Wilczek, along with David Gross and H. David Politzer, was awarded the Nobel Prize in Physics in 2004 for their discovery of asymptotic freedom in the theory of the strong interaction. He is on the Scientific Advisory Board for the Future of Life Institute.
His most recent book is ‘A Beautiful Question: Finding Nature’s Deep Design’.
D.L. Marrin (nickname West) is an applied scientist specializing in biogeochemistry, water resources and aquatic ecology. He also works with artists in utilizing spatial/temporal patterns to communicate science and develop functional art.
“Human memory represents my main research interest, and more specifically I study how personal memories are remembered in normal people and in those whose ability to remember is exceptional. I believe in disseminating the results of research to the larger public. My work on memory has been featured in newspapers and magazines in the UK (among many, The Sunday Times) and around the world (among many,The Washington Post). I enjoy collaborations with artists (see the False Memory Archive; The Not Knowns theatre project, both funded by the Wellcome Trust).”
Giuliana Mazzoni is Professor of Psychology, University of Hull.
Davinia Fernández-Espejo is Senior Lecturer, School of Psychology and Centre for Human Brain Health, University of Birmingham. Her main goal is to understand how the brain supports consciousness and what goes wrong for patients to become entirely unaware after severe brain injury. She uses techniques such as MRI (structural and functional), tDCS, and behavioural approaches in both healthy volunteers and patients with a disorder of consciousness to test hypotheses about the role of different brain structures in the clinical deficits they present. This research is directly translated into the development of diagnostic and prognostic biomarkers to be used in clinical settings, as well as the development of novel treatment approaches.
Dr Martin Archer is a Space Physicist at Queen Mary University of London (and Imperial College London). Martin became a published scientist whilst still an undergraduate, working on the Cluster space mission. It is this work which has inspired his PhD research on structures and waves in the Earth’s magnetosphere.
“I am interested in the flow of liquids and gases at very small scales (so-called microfluidics) where experimental analysis is often impossible. Using mathematical modelling and computational simulation can then provides unique insight into such flows.
Much of my research has concerned the dynamics of liquid drops – how they merge, form and interact with solid surfaces (do they splash?).”
James Sprittles is Assistant Professor in Mathematics, University of Warwick.
Leah Clements’s practice is concerned with the relationship between the psychological, emotional, and physical, often through personal accounts of unusual or hard-to-articulate experiences. Her work also focuses on sickness / cripness / disability in art, in critical and practical ways.

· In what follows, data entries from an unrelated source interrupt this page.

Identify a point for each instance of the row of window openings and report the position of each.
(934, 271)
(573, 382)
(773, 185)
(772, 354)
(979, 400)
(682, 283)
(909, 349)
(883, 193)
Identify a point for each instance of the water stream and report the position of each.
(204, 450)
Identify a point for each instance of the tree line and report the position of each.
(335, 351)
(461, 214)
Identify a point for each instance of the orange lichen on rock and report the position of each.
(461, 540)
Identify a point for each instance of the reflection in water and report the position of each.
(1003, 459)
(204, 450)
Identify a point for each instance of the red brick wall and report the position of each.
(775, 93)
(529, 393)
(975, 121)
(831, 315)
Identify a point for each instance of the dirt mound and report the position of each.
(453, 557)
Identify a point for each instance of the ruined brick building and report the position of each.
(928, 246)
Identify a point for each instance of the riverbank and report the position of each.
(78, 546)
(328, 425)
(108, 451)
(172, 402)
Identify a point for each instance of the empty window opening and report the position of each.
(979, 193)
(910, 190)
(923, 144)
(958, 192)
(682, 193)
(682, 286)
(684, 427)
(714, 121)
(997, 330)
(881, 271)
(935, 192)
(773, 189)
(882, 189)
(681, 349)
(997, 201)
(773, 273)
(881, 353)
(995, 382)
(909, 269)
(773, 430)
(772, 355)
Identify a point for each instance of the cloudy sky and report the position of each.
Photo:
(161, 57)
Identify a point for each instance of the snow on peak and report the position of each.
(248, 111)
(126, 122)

In March 2019, Leah launched ‘Access Docs for Artists’: an online resource made in collaboration with Lizzy Rose and Alice Hattrick to help disabled artists create and use access documents.

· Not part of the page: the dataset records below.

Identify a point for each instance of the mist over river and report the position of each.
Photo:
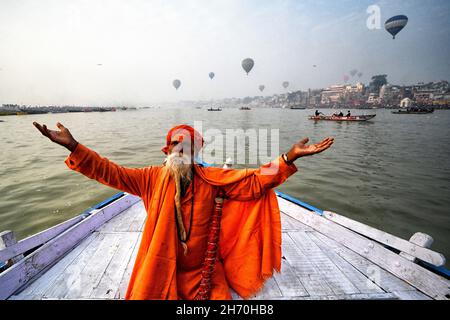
(392, 172)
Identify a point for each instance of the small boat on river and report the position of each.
(337, 118)
(414, 111)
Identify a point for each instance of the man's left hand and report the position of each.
(302, 149)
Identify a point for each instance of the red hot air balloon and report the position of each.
(176, 83)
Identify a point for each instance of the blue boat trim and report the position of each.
(300, 203)
(103, 204)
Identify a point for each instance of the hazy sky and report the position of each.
(50, 49)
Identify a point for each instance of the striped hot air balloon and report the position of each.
(176, 83)
(395, 24)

Marta Kaczmarczyk is an expert in persuasive science and technology. She is interested in demystifying the psychedelic experience and creating a scientific framework that would be more accessible to the Western mind and more relevant than the shamanic or new age framework which is popular in the psychedelic community. She is a co-founder and a coordinator of Psychedelic Society of the Netherlands; a non-profit organization focused on advocating a safe use of psychedelic substances.